I am stumped. If it were me I would run the "connect to the internet wizard" and the "set up my internet address wizard". These should reset all defaults for the service.

Have you seen the following similar problem and solution:
https://www.experts-exchange.com/questions/22937751/Exchange-2003-OMA-400-Bad-Request.html

So, which answer are you accepting? It seems like what I told you to do in the beginning is what you ended up doing.

I was trying to split the points between you and RobWill

Ok do what ever you think is right.

Not questioning the point allocation at all. Points don't buy much :-)
However for those that follow: it seems to me sosinc3 that after your first suggestion the reply was ; "I'm still getting the same OMA error message." Seems removing the multi-homed was the more correct solution then the wizards were able to resolve/repair. You did however comment on the multi-homed; "May I ask why you have it that way? I don't think it matters since at least the two you have listed are part of the same network".

Glad to hear you have it working BDManagedServices.
Cheers!
--Rob

There is no issue with having multiple IP addresses on the same network card or for that matter having multiple cards. It just all has to be configured properly.
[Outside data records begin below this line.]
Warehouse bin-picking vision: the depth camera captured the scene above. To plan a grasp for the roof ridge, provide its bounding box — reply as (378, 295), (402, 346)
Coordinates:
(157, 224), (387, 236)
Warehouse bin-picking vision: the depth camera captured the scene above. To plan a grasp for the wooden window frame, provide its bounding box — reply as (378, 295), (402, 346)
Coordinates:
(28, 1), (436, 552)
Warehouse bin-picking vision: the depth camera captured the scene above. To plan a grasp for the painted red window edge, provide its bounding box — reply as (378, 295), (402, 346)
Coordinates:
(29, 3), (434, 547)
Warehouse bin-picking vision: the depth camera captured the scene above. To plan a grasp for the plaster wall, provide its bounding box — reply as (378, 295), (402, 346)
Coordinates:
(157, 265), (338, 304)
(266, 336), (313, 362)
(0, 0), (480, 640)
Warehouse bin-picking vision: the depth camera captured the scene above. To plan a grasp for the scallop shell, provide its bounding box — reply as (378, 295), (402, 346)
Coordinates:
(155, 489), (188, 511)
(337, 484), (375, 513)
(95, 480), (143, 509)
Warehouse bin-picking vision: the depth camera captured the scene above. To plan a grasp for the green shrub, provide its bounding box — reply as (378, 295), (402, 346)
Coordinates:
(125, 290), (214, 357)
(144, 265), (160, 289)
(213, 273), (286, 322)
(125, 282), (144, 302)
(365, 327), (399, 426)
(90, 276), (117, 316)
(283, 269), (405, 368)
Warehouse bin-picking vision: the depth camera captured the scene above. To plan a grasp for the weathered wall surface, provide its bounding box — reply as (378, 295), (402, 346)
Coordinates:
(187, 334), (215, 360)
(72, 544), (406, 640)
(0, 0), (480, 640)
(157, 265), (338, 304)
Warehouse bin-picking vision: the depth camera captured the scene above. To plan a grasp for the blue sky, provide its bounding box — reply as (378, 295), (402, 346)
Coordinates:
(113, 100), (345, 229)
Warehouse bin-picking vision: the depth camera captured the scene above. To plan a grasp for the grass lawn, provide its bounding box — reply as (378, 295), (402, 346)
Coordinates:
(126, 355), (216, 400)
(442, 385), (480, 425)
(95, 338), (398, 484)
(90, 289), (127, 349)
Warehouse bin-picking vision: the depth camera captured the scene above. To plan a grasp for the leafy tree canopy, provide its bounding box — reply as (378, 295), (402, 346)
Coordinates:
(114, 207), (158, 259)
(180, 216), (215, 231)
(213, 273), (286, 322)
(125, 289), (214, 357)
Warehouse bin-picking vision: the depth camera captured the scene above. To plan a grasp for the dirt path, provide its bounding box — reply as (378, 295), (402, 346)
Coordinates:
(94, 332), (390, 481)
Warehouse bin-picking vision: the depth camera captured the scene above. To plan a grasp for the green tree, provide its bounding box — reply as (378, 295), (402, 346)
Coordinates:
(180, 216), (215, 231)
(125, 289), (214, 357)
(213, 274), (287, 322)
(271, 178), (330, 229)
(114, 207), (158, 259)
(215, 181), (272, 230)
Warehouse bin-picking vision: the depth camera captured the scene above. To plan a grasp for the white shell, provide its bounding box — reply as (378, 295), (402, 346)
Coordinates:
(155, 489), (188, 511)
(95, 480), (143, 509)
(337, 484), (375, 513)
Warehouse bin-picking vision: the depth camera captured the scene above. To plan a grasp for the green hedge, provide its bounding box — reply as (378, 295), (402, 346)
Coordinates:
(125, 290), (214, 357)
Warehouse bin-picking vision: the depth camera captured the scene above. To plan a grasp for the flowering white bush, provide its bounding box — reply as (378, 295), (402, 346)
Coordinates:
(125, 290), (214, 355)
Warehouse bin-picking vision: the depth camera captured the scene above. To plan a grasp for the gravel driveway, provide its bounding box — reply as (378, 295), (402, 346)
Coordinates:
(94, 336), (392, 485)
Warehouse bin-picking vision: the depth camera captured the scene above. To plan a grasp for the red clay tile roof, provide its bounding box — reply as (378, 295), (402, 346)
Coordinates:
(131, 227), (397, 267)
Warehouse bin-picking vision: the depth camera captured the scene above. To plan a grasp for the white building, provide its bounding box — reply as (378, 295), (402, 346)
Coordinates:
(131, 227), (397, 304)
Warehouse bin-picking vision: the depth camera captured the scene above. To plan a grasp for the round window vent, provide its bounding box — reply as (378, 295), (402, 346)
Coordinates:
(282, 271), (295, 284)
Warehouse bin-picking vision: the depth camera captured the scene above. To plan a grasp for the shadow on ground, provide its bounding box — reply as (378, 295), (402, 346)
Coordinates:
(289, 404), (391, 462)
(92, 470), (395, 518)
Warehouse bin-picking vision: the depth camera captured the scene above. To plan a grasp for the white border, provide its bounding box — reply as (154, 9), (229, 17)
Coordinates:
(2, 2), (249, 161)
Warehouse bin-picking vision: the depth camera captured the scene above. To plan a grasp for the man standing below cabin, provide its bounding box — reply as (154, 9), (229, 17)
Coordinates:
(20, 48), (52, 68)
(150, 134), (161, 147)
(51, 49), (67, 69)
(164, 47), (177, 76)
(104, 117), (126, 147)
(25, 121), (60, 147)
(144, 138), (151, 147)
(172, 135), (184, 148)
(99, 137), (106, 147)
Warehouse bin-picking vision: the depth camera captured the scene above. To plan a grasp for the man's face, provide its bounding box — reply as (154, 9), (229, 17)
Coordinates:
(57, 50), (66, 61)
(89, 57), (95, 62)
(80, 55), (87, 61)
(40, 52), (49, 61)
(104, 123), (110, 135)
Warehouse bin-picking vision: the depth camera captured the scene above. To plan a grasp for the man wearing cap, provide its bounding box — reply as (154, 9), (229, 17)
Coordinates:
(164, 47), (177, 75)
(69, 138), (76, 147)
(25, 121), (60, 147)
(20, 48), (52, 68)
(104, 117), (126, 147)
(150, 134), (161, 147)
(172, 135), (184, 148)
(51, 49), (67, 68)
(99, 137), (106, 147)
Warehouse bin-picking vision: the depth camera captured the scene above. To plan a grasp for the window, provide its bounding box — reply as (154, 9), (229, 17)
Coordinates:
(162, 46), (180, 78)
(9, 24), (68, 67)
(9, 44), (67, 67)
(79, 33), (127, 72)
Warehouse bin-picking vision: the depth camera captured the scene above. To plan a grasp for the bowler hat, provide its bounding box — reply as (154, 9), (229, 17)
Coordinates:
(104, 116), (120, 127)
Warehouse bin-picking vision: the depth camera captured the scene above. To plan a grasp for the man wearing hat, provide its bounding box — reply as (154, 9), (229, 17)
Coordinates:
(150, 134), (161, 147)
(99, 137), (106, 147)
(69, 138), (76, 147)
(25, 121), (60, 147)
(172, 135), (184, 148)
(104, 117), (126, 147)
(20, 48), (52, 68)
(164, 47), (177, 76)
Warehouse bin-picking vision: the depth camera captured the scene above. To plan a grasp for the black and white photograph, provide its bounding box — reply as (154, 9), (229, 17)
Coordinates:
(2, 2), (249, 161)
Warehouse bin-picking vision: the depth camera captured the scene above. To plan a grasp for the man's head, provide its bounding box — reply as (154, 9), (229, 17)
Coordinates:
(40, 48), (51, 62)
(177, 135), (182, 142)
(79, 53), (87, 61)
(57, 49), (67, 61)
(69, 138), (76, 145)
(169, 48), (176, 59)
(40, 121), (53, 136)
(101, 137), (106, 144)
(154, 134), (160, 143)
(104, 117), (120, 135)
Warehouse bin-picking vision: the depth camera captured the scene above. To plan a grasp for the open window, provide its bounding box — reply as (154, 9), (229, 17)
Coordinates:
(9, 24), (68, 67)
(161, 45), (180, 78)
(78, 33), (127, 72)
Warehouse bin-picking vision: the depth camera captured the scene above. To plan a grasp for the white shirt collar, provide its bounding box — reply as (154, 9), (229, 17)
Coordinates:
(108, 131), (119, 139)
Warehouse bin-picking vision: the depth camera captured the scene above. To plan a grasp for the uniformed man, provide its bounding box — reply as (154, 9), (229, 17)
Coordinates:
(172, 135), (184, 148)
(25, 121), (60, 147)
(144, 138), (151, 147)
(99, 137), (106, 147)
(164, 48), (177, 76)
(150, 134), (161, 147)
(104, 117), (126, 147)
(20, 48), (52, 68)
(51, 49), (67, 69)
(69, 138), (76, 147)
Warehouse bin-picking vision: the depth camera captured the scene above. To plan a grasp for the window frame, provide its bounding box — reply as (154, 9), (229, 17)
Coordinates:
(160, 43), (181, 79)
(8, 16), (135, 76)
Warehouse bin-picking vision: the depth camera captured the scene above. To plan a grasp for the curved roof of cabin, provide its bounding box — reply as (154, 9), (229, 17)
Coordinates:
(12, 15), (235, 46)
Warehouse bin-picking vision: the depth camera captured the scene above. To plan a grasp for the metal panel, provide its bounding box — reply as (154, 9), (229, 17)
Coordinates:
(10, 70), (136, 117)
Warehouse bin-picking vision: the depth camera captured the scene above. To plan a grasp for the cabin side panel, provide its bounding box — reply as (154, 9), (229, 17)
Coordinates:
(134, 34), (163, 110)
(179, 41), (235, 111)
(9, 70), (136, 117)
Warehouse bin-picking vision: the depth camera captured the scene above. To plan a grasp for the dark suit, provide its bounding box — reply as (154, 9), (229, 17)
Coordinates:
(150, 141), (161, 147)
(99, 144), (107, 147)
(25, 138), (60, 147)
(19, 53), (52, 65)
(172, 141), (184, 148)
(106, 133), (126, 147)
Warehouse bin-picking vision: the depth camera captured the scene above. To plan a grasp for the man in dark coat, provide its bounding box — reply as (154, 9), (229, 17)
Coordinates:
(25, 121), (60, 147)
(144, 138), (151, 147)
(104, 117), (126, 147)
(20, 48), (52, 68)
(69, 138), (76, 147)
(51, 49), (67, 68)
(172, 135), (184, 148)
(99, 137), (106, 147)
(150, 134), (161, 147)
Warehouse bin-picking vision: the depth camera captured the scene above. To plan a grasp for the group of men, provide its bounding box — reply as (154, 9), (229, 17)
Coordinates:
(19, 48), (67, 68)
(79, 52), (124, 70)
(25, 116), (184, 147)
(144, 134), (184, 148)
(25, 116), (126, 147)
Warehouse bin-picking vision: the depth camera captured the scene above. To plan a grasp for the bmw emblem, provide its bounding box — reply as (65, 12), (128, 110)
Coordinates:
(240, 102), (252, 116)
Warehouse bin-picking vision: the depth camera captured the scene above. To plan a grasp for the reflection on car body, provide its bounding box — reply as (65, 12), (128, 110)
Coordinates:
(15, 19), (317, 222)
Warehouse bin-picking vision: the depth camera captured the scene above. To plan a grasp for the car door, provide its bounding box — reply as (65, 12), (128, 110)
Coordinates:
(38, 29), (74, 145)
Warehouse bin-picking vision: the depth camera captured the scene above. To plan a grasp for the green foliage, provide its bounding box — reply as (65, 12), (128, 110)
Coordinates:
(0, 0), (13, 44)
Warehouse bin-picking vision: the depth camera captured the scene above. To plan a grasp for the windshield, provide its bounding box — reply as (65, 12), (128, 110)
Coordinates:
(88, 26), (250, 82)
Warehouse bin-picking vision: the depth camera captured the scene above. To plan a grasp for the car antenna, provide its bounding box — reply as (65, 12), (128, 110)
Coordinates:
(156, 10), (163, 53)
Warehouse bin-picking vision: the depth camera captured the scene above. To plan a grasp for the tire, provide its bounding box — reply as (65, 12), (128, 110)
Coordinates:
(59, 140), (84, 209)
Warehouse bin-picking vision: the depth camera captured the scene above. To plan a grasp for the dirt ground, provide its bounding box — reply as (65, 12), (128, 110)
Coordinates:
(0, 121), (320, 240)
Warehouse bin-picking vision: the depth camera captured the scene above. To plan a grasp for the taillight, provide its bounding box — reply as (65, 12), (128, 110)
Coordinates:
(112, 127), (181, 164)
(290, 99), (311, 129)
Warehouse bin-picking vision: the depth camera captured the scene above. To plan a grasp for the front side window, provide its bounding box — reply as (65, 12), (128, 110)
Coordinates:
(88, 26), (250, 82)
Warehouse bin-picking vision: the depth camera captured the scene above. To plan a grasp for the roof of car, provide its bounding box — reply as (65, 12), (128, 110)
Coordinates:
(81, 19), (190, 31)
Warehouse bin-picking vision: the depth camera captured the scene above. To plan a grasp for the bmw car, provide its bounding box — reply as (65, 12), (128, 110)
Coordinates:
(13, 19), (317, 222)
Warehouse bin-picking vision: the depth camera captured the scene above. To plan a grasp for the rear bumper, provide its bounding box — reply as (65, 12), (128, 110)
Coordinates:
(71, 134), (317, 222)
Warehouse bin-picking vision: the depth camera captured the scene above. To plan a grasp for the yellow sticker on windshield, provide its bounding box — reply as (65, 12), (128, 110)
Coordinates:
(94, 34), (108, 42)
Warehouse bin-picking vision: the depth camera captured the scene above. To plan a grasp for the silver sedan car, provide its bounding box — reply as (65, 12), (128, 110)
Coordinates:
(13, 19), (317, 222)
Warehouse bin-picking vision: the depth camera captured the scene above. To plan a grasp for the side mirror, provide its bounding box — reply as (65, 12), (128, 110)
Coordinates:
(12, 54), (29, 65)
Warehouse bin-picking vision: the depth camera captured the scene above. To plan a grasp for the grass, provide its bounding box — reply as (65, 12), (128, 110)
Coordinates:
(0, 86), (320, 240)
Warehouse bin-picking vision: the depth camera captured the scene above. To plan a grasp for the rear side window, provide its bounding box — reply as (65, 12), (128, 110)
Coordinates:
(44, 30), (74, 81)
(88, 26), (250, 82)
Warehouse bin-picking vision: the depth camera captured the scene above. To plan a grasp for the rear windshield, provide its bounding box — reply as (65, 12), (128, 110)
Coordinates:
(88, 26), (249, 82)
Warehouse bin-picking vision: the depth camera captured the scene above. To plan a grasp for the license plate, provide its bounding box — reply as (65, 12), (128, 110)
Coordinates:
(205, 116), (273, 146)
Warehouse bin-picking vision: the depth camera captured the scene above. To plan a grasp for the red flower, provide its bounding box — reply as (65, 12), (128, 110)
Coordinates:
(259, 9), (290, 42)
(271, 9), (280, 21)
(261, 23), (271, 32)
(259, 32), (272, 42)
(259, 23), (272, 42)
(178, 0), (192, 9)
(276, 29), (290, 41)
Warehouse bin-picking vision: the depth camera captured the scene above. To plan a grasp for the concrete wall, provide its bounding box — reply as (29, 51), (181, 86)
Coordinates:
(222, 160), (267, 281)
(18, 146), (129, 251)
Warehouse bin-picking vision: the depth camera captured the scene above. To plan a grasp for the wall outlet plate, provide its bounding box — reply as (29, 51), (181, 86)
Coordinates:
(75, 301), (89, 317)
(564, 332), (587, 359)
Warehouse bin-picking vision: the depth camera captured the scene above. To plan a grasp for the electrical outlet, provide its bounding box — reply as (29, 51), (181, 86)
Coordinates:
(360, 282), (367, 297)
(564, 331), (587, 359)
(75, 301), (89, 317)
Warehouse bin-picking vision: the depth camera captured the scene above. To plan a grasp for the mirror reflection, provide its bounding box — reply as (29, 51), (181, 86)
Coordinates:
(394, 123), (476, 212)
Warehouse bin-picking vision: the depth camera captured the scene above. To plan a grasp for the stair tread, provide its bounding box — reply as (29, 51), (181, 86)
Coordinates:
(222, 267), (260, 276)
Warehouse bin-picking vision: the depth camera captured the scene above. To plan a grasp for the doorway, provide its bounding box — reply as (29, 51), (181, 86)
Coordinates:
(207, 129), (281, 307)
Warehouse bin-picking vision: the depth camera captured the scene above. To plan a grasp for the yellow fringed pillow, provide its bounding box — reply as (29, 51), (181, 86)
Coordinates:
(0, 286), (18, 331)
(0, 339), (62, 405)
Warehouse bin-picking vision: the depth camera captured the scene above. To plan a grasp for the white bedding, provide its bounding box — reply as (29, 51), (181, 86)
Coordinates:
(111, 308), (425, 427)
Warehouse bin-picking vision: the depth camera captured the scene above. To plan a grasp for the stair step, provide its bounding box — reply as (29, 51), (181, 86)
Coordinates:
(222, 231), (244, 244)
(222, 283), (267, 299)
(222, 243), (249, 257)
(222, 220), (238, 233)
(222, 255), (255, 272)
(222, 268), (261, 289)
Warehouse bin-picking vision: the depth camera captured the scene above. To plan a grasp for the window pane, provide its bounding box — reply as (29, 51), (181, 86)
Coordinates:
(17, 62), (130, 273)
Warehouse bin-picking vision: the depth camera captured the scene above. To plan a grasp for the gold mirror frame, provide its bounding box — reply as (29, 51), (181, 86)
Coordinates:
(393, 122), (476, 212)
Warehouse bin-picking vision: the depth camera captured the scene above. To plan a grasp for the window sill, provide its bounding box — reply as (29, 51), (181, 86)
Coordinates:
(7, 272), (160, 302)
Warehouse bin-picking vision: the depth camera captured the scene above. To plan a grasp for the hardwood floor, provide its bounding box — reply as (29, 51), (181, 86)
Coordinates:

Since he had not explained why he had multi-home, I had asked for further explanation. It was reading as if things were all fine and that this multi-home situation existed before the public IP address change and the multi home (multi IP) were all internal (non-public) addresses and hence nothing should have been really needed to be done on the server in the first place. I do these IP address changes curently at least three times a week as Comcast and AT&T are both pushing hard in our area with some very aggressive pricing. All I ever usually do is change the settings in the client's firewall (various ones) and then change DNS forwarders if one is being used and of course make any necessary changes on the outside DNS host (MX, etc). Anyway, I am glad things are working.

>>"There is no issue with having multiple IP addresses on the same network card or for that matter having multiple cards. It just all has to be configured properly."
I disagree. That's true of server std, but not SBS. SBS 2003 is designed to function in two very specific configurations, 1 NIC or two, the later being a gateway. SBS 2008 will only function with a single NIC.